Responsibilities of compliance professionals include identifying legal, regulatory, and ethical risks an organization faces and developing and implementing effective compliance programs to mitigate those risks. Compliance professionals may have to change long-standing practices and confront possible violations of the law. In doing their job, compliance officers may find themselves in situations in which continuing in the role would compromise their integrity, the survey explained.   

Respondents to the survey identified the top causes of on-the-job stress as follows:

  • Fifty-eight percent of the respondents reported that they believe that they are in an adversarial relationship with their colleagues or are isolated.
  • The greatest causes of stress cited were (1) keeping up with new laws and regulations, (2) preventing compliance and ethics violations, and (3) remediating compliance and ethics violations. Although some respondents also cited detecting compliance and ethics violations, investigating alleged compliance violations, it is notable that a number of respondents selected “all of the above” as the source of stress.
  • Twenty-nine percent of respondents believe they had no where near enough budget for their compliance program while another 44 percent believe they did not have quite enough.

Intestingly, among the respondents that had a relationship with the legal department, 54 percent gave the relationship the highest rating and another 26 percent gave the relationship the next highest rating. Human resources, Internal Audit, and Health and Safety followed closely with highest or next highest rating from 65 – 70 percent of all respondents.

“Six out of ten people waking up in the middle of the night from job related stress is unacceptable for any profession,” SCCE and HCCA Chief Executive Officer Roy Snell said in a January 10, 2012 release. The Compliance profession’s purpose is to prevent and detect the problems that have occurred in organizations such as Enron, Tyco, and Penn State University. There are reasons those who came before the compliance profession stopped short of fixing these problems. Fixing these problems is very difficult and stressful, he added. 
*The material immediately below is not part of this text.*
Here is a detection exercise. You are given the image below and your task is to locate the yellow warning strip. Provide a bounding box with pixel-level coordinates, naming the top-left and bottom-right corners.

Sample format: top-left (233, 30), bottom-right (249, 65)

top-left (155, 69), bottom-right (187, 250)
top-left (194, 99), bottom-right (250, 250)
SCCE and HCCA will work to help their 10,000 members deal with this stress, Snell announced explaining that the associations “have dedicated a day and a half strategic planning session in January 2012 to this issue and this issue alone.” He stressed, however, that SCCE and HCCA “can only do so much” and emphasized that “[c]ompliance professionals, who are asked to do this difficult job, need support from leadership, reasonable authority, and independence. If society wants to us deal with these issues—so difficult that others have chosen to look the other way—then society should make an effort to support this profession.”

How aware is your organization of  job related stress for its compliance professionals? What steps has the organization taken to address and alleviate the issue?